I still was not sure I could ask
the question so I, as coy as I had become, framed the question within the
factual statement I had just said.
“If God created
us then who created God?”
The question took the instructor
by surprise and he mulled on it for a moment then said in an authoritative
manner,
“Sit down!”
I was not satisfied with the
answer but I sat down as I had been instructed. The class continued without
much ado after that but as the class learned new things I was caught in the
whirlwind of that same question until I was thrown out for becoming a bother.
I pretended for days to go class
so I would not have to answer questions about why I was thrown out. I was
finally found out. When I was asked why I could not go to class anymore I said
that it was because I did not do well. I was enrolled in the class the next
season and the same thing happened with another instructor. I learned from that
point on not to ask any questions that were religious in nature.

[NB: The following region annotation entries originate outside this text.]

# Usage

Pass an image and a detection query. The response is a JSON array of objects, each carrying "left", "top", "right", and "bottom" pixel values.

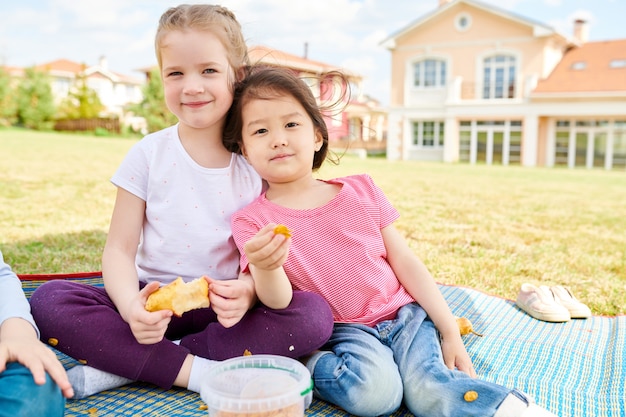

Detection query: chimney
[{"left": 574, "top": 19, "right": 589, "bottom": 43}]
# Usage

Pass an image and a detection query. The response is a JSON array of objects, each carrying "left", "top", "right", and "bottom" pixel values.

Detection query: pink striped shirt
[{"left": 231, "top": 175, "right": 414, "bottom": 326}]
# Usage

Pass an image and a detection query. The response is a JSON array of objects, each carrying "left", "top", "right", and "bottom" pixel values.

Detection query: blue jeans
[
  {"left": 307, "top": 303, "right": 523, "bottom": 417},
  {"left": 0, "top": 362, "right": 65, "bottom": 417}
]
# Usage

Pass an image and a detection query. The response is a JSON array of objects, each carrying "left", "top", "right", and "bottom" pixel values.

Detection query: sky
[{"left": 0, "top": 0, "right": 626, "bottom": 105}]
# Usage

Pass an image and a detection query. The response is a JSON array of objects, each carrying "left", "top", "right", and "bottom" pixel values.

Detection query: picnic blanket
[{"left": 20, "top": 272, "right": 626, "bottom": 417}]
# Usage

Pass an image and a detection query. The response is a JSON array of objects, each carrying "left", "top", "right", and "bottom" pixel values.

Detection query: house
[
  {"left": 248, "top": 46, "right": 386, "bottom": 153},
  {"left": 383, "top": 0, "right": 626, "bottom": 170},
  {"left": 10, "top": 57, "right": 144, "bottom": 119}
]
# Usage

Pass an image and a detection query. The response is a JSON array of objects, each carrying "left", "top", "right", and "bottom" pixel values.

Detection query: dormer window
[
  {"left": 413, "top": 59, "right": 447, "bottom": 88},
  {"left": 454, "top": 13, "right": 472, "bottom": 32},
  {"left": 609, "top": 59, "right": 626, "bottom": 68}
]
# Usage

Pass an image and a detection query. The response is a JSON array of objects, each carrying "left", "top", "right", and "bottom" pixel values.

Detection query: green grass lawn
[{"left": 0, "top": 129, "right": 626, "bottom": 315}]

I became quieter after that so
when a very well-known friend of my granduncle sexually assaulted me I could
not, would not, and did not say a word about it. It was a shame that I lived
with for a very long time that had a damaging repercussion on me. My
granduncle’s friend who was a blacksmith near his home had been sick for some
time and was not going to work. My granduncle told his wife Abba to send me
with some food for him. I did not want to go but once again it was not my
decision. I was just not comfortable with this man. He had not in any way,
shape or form made any sexual gestures toward me, but I was still not
comfortable with him. It was a gloomy day and it seemed like it would rain. I
was told to take the food to him and then come back and have my supper. Since
he lived a few yards away on the other side of the street, I agreed to go and
come back. Not that I had any choice.
I had experienced the major
incidents that were to play a key role in molding my character and thus shaping
my destiny. I had started to form wishes
in my mind without a clear definition of thought. I was like most African kids,
to be silenced by the rules of my culture for the next three decades. However,
that did nothing to curb my need to know more about the why and how of my life.
That did nothing to wash away the need to learn and share with others my
findings. I would spend most of my time in silence listening to the adults who
I thought were the culprits of my pain and suffering.

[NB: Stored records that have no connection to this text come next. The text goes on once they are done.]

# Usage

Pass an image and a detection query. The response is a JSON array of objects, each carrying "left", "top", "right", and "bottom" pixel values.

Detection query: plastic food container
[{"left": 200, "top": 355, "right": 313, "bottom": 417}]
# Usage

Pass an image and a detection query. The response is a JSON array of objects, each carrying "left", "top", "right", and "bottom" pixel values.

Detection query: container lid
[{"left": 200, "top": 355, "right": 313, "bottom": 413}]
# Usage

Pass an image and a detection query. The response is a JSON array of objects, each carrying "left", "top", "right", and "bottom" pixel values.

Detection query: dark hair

I would spend the rest of my time
watching other children mimic the adults who hurt them in one way or another.
They would do to others what they hated to be done to them. I watched in
silence, abhorred by the unbroken cycle of cultural defects that plagued my
people in the name of culture. To some degree, my silence was my salvation and
at the same time my doom as it was and still is for most African children. I
was to experience it all and survive all for posterity’s sake. I endured it all
and got stronger, all the while being shielded by my silence and obedience. I was to speak for the silenced who might end up disliking me because I dared to disclose a
closely guarded shameful part of our culture. I was to become the traitor by
voicing out my experience and the atrocities that go on in our society.